Pemmaraju: In terms of future directions, there are actually several that kind of stick out to me in 2021 as we move into this new year. One is while this add back strategy is promising and encouraging, it's still very new. I think the important thing to look out for is toxicities and side effects. With all of these newer agents, there's a potential for thrombocytopenia, so lowering of the platelet counts, which can already happen with the JAK inhibitor. We know about these. We need to monitor doses, regimens, platelet levels, and these are built into these protocols, so monitoring for older and new toxicities, I think, is number 1.
Second is how do we measure success in the post-JAK inhibitor frontline setting? In the frontline setting for JAK inhibitors, we look at things such as spleen and symptom burden.

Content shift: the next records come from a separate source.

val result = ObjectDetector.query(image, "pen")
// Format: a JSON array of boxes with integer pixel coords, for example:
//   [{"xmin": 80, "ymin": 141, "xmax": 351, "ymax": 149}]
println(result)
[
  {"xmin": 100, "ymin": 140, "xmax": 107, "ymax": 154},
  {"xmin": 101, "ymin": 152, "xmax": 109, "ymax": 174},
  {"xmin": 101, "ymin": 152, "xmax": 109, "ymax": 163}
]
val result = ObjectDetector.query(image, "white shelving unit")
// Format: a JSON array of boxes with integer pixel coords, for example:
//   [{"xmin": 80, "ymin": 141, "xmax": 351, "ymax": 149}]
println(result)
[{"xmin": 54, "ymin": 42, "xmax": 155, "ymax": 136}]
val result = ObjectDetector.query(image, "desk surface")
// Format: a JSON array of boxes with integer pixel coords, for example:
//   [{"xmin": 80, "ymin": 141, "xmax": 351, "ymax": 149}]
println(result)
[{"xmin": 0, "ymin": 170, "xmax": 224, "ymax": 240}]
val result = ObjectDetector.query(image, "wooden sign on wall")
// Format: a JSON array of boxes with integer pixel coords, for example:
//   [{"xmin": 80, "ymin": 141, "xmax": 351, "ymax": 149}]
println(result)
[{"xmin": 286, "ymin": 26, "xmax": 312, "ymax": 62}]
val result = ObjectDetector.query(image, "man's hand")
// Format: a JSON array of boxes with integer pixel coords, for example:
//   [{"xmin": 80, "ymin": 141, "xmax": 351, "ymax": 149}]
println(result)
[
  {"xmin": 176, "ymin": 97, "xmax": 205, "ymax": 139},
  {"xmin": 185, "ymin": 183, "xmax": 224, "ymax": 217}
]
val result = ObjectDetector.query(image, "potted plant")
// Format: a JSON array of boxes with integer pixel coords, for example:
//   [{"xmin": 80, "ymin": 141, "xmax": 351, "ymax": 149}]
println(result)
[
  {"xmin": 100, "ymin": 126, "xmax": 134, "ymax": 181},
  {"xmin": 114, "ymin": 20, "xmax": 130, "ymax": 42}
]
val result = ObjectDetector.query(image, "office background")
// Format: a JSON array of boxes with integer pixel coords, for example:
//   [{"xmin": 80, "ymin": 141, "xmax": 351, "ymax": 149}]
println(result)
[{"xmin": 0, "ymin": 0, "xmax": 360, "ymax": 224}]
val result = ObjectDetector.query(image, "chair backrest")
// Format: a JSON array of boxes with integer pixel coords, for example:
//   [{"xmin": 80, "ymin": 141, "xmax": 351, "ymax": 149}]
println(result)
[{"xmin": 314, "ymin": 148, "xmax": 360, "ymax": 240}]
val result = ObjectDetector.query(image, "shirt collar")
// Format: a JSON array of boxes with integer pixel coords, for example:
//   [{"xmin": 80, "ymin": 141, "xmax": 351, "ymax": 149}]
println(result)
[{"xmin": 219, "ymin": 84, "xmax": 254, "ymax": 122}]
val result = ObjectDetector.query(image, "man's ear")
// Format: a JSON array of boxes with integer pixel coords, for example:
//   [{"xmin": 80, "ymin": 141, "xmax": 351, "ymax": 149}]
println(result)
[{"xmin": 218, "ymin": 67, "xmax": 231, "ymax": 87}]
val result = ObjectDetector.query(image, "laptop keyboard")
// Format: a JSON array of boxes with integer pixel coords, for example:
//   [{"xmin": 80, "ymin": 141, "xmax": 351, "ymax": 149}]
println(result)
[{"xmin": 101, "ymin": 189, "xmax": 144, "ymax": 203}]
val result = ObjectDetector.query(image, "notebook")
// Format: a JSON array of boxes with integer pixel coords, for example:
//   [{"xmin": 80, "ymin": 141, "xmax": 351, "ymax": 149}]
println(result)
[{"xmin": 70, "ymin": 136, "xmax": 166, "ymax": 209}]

I think these are very important, but as we move into this second-line and beyond setting, I would advocate that we need to consider not only those important factors, but maybe other factors such as progression-free survival, event-free survival, even overall survival because again, as I mentioned earlier, some of these patients have a bit more of an acute course rather than a chronic core, so maybe a course that might be measured in only years rather than decades for many of our patients.
I think a third factor is the scientific understanding of MF itself. As I mentioned, this cytokine [finding], which has been known for a decade or longer, but what are the exact cytokines that are upregulated or downregulated, with the various newer therapies with and without JAK inhibitors? Then to continue the search for novel biomarkers, new clinical translational lab correlates that we can build into studies or find retrospectively. That can give us more clues for a patient's benefit to these newer drugs. I think these are kind of the exciting directions that I see for 2021 in our field.